The shade of the tree covered us both as she spoke. “Mary stands so far away from the street no one noticed Tulio stringing up the rope, pushing himself off the ladder. When I saw him, it seemed the air gently rocked him back and forth, his feet nearly touched the head of Mary. It was many days before I cried. Somehow, I knew it was all my fault.”

I wanted to ask her why, but I knew. Tulio saw no life ahead, and simply creating these altars was not enough. He was a man who wanted to heal and to be healed.

Marcus came at that moment, asked me to see a ficus tree he wanted to bring home. All I could say to Yoli was, “I’m sorry, so sorry.” Marcus was proud of the ficus he had picked for me; it looked sturdy, the roots unbound. Near the trees were shelves with pots and ceramic figures of cherubs and gargoyles. I noticed that a few of the cherubs’ arms were broken, parts of the wings missing. I could see myself grinding the arms down just to the hands and I started contemplating whether I should use glue or plaster, maybe cement.

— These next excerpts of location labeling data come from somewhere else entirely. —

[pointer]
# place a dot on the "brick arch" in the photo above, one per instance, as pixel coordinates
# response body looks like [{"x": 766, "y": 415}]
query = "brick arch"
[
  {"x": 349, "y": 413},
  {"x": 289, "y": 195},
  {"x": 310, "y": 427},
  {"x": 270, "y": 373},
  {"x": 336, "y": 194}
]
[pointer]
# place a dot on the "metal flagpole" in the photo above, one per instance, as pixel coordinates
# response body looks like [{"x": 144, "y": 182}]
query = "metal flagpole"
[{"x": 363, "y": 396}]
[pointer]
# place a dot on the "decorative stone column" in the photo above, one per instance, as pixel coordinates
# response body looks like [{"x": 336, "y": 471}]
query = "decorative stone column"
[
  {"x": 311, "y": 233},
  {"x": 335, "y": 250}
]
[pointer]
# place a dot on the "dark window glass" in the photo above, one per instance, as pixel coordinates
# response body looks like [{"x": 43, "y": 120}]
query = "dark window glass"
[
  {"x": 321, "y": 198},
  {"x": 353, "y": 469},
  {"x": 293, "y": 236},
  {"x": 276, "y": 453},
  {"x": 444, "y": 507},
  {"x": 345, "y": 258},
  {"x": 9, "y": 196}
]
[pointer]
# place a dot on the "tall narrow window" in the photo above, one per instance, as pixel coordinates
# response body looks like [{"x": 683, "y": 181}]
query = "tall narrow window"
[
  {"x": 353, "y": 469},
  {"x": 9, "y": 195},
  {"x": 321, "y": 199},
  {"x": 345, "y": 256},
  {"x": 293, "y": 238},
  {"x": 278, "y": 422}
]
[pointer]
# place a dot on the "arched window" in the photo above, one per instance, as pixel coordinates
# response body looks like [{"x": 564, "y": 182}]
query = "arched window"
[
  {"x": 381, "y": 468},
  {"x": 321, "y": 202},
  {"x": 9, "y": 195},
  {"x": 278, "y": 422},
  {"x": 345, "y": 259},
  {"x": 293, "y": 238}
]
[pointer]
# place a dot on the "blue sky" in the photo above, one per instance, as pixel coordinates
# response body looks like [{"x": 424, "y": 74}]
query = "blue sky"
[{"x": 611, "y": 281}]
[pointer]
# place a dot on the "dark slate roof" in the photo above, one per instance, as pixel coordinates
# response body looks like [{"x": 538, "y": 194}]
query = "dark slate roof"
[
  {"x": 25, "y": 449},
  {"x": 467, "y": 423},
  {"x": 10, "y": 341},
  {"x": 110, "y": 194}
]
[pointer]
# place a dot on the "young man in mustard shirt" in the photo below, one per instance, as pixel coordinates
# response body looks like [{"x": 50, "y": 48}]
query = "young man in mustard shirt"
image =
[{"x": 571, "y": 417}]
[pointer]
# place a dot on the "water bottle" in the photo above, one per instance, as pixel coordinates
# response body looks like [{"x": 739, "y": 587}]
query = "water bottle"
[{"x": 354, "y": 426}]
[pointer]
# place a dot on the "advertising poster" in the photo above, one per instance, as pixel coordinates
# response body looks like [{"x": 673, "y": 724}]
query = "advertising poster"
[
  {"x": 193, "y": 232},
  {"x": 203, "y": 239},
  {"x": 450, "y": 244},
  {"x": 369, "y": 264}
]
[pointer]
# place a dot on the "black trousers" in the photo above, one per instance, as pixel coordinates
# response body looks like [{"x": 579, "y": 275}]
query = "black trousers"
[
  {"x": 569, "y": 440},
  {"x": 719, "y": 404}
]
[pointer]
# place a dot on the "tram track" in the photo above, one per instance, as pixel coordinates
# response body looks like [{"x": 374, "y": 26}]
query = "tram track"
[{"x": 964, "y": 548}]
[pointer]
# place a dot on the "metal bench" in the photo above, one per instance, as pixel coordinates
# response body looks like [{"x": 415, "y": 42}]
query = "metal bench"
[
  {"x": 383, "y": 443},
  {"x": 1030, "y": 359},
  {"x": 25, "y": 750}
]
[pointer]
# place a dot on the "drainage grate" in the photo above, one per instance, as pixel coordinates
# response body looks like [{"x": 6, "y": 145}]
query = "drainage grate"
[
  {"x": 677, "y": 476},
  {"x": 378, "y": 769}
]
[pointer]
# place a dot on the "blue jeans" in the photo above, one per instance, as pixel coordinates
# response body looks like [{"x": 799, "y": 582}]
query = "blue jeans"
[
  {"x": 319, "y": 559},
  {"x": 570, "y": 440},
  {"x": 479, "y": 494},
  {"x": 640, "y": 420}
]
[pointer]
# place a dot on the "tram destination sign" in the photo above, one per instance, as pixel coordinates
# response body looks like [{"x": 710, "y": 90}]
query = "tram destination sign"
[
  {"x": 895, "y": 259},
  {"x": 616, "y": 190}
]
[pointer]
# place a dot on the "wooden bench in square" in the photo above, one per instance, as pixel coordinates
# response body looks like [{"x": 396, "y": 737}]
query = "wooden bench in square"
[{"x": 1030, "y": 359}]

I couldn’t tell if it was an act of creation or violence against the church. Maybe both. In my mind I saw what Tulio must have looked like. His smile must have been dazzling.

I picked up the broken arm and asked Marcus if I could possibly have this and another hand. Marcus shrugged his shoulders, questioned me, Do I want the tree or what? I kissed him lightly on the mouth, surrounded by the lushness of the nursery. He looked embarrassed in his paradise.

 

Gil Cuadros (1962–1996) was diagnosed as HIV positive in 1987 and channeled his experiences into the acclaimed collection City of God, published by City Lights in 1994. “Hands” is excerpted from My Body Is Paper: Stories and Poems, a previously unpublished body of work forthcoming from City Lights in June.